It’s been a while since I last posted. It’s not that it was a dry spell for me between those periods but it was actually the opposite. A couple of long travels here and there and some revisits to old sites and cooking were among the many things that occupied me.
But the truth is… I am suffering from a case of Writer’s Block eversince.
For the past weeks I’ve been trying to get the creative juices flowing but I was unsuccessful. Trying to figure this out, I realized that there was no way I can get the old momentum back with such emotional load inside me. The first phrase that came to my mind was “to unload” but that is not what I really want because no matter how difficult this is for me, I will never give this away because I know the only way memories will remain with me forever is for me to cherish both the smiles and tears that came to our lives.
I was thinking of “sharing the load” perhaps and tell you the story about what happened.
As you may know, me and my wife are married for 8 months now which basically means barely enough time yet for a baby to be arriving. However, my sister who was married 5 months earlier gave birth to a beautiful baby girl a few days after me and my wife were married. For a few days, our honeymoon plans were stalled as I attended to my sister and because we were so excited about the baby. Mycaela Amber or “Plum Plum” as she was called was my first niece and the first grandchild in our family. For me and my wife, we saw Mycaela as if she was ours. It was a very long time ago when our household was once reeking with our childish shrieks and squeals. As me and my sister grew up those noises eventually faded and was replaced with the monotonous of grown-up voices. Everyone had best wishes for Mycaela’s arrival and we were so eager to be with her as she goes through her toddler years.
For 6 months, our family was all about Mycaela. My work schedule became more bearable as I eagerly waited to get back and visit her, my wife who wasn’t a whiz on carrying babies became such an expert as she like my mother and father were guilty of monopolizing playtime with Mycaela.
Conversations once dominated by “what-I-want’s” and “what-I-want-to-do’s” were replaced by “Mykaela-needs…” and Mykaela-must-have’s”. Not so long ago, everytime I go to malls, my eyes were instantly fixed on the latest gadget while now my eyes playfully trailed on stuff toys and trinkets wondering if they will bring a smile on Mycaela. It was amazing to realize how something inoccent as a baby can turn our lives around at the snap of a finger while for years we’ve consistently failed one New Year’s resolution after the other about being more selfless and less materialistic.
I never thought that the words “All good things come to an end” had so much truth in them at that they can happen even in the most unimaginable of circumstances.

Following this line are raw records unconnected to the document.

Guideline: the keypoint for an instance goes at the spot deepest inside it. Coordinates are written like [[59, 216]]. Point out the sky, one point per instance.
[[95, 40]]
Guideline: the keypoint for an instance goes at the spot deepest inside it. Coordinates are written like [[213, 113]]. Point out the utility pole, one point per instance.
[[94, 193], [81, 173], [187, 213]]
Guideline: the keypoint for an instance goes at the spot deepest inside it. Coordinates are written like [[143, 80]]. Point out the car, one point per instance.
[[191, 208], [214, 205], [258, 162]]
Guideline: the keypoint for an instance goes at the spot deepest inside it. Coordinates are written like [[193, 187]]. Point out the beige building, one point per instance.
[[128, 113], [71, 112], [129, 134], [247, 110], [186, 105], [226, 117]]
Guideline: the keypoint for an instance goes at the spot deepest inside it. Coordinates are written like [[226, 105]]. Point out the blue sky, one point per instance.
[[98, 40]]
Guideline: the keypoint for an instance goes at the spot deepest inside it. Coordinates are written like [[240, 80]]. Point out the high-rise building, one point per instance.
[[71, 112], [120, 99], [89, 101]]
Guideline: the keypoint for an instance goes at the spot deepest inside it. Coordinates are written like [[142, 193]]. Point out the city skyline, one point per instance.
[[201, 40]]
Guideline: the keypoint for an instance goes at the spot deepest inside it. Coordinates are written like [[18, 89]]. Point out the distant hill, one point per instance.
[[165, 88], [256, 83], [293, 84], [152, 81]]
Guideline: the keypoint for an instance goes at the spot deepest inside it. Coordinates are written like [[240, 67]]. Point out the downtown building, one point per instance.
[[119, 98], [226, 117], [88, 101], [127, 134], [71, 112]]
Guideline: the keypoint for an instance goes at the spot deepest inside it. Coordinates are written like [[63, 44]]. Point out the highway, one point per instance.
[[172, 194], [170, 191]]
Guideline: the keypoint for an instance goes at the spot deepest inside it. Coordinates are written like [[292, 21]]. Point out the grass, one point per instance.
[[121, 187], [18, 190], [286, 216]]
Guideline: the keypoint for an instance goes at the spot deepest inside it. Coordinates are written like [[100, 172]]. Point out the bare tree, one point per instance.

When it did happen it was so tragic that it felt like our hearts were shattered a thousand times over.
On August 27, 2012 Mycaela the angel that she was made her way back to heaven and left us beyond sadness, struggling to understand that it was God’s will.
At the back of my mind I felt how this event was so unfair that something as innocent as her deserved this. I was consoled when somebody told me that Mycaela could be having a hard time herself right now letting go of us because she knew she was going to a better place – a much better place than where we are right now.
I was not wrong when I told my sister that Mycaela was a Gift from God because she blessed our lives and changed it more than we could ever imagine. She showed us our Hearts and taught us that it can be broken whoever we are or whatever we have. She taught us Love knows no bounds and that Life is finite.
Most importantly, she thought me that when answers to questions begin to lose meaning and everything else fails…there is Faith.